Atlas of AI: Power, Politics, and the Planetary Costs of Artificial Intelligence. By Kate Crawford. Yale University Press; 336 pages; $20.99 on Amazon

In Atlas of AI, Microsoft researcher, and USC Annenberg professor Kate Crawford reckons with the environmental and political impacts of machine learning, revealing to readers the raw materials and labor capital  — and their sometimes questionable sources — needed to power every single algorithm written by machine learning engineers and data scientists. This is an especially good read for those considering entering machine learning or data science who want to better understand their work in a global context.
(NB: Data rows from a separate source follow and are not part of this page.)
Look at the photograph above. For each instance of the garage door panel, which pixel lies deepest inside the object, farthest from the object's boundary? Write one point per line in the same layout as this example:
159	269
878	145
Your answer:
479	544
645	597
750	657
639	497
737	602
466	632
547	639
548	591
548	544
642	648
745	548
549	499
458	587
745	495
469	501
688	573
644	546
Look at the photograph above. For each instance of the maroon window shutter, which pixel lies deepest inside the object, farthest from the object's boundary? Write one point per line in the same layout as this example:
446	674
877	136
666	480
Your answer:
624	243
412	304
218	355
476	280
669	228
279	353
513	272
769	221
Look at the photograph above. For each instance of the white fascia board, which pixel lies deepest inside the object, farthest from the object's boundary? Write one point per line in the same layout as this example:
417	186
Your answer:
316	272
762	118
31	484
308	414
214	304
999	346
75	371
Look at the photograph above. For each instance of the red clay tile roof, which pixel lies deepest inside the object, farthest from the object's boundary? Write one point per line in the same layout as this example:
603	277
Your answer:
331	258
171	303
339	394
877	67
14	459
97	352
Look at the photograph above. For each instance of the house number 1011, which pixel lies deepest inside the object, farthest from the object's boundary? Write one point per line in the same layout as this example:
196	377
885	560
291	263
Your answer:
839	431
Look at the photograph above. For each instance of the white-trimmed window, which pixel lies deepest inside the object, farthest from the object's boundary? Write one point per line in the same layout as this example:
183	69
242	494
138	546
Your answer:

The Age of AI: And Our Human Future. By Henry Kissinger, Eric Schmidt, and Daniel Huttenlocher. Back Bay Books; 288 pages; $18.99 on Amazon

In this national bestseller, leading thinkers of this century and last zoom out to examine artificial intelligence and machine learning within the context of human history: how they, like other technologies, have influenced how we think, how they’re reshaping the global network and global security, and where we might expect things to go from here. Along the way, they ponder fascinating questions, including how machine learning changes the nature of global conflict, what kinds of relationships (friendly or otherwise) we might strike up with AIs, where how AIs perceive the world might differ from our own perceptions, and, ultimately, how artificial intelligence might fundamentally alter what it means to be human

AI Superpowers: China, Silicon Valley, and the New World Order. By Kai-Fu Lee. Mariner Books; 288 pages; $10.99 on Amazon

In AI Superpowers, Sinovation Ventures CEO and former Microsoft and Apple executive Kai-Fu Lee offers an account of an AI future that sees China emerge as a new technological superpower, with massive implications not just for the blue-collar jobs traditionally thought to be put at risk by AI-driven automation, but white collar jobs as well. How, he ultimately asks, might we learn to coexist with AI as it continues gaining capabilities? — with universal basic income being among the possibilities he considers.

Life 3.0: Being Human in the Age of Artificial Intelligence. By Max Tegmark. Vintage; 384 pages; $13.99 on Amazon

MIT professor and president of the Future of Life Institute Max Tegmark offers a reader-friendly dive into the nature of artificial intelligence, the status of AI technologies today, and some of the most pressing questions about AI’s future. Central to the book is the question of whether we might soon live in a world with machines that possess superhuman intelligence. What might this world look like? What would the benefits be for our daily lives and societies? And what kinds of risks would there be — not just for individuals, but for our species as a whole?

Superintelligence: Paths, Dangers, Strategies. By Nick Bostrom. Oxford University Press; 390 pages; $14.36 on Amazon

Nick Bostrom’s New York Times bestseller tackles the same question as Tegmark does in Life 3.0 — namely, what does a future of superintelligent machines mean for humans — but in greater depth and detail with a less optimistic perspective. “As the fate of the gorillas now depends more on us humans than on the gorillas themselves,” he writes in his preface, “so the fate of our species would depend on the actions of the machine superintelligence.” While those already conversant in the basics of AI won’t have difficulty keeping up with it, those without an AI foundation will likely want to read Tegmark before diving into Bostrom’s counterpoint.


Reading notable and well-respected books on AI is an inexpensive, flexible way to boost your knowledge of the field. Whether you're looking to gain a foundational understanding of its core concepts, learn about cutting-edge consumer-facing or B2B technologies, or understand AI’s ethical and societal implications and tradeoffs, one of the excellent books above can help you move forward just as AI explodes in popularity.